“Land beneath our feet. Got all our blood inside it hasn't it? All that time. Belongs to us.”
On a farm in the middle of nowhere, sisters Becky and Anna try to hold their family together after the death of their mother. Time is always moving somewhere – but here it's very quiet. When they discover a stranger wandering aimlessly across the land, the three establish an unlikely partnership in their determination to survive.
Simon Longman's Royal Court debut premiered at the Jerwood Theatre Upstairs in February 2018.
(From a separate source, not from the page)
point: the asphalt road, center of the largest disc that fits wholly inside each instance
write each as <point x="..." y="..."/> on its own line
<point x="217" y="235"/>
The fourth of this playwright's works for me to read - and the one I liked least. Several factors made this somewhat of a chore - first off, animal cruelty never goes down well with me - and here the titular character is ill and dies, while a sheep is shot in the head and another gives birth to a dead lamb; since the author specifies that 'Props and actions stated should be performed and present' (in previous plays the props were allowed to be pantomimed) I feel sorry for the props master - AND the actors. The structure of the play, which hurtles backwards and forwards in time with lightning speed, would also seem hard to actualize.
Also, the final moments require an expensive rain machine, prohibiting this from being performed by many companies, and there are stage directions that would be almost impossible to perform - the last of which states: 'The rain falls on them and years keeping (sic) passing. They pass and pass and pass and pass and pass. Everything is still. Everything is silent. And everything turns to ruin.' How ANY of that can be conveyed to an audience through stasis is beyond my capabilities as a director.
The play is also extremely repetitious (this is a feature of ALL Longman's plays)- it could be judiciously pruned. This all seems to have worked in the initial production, however, which got respectable notices.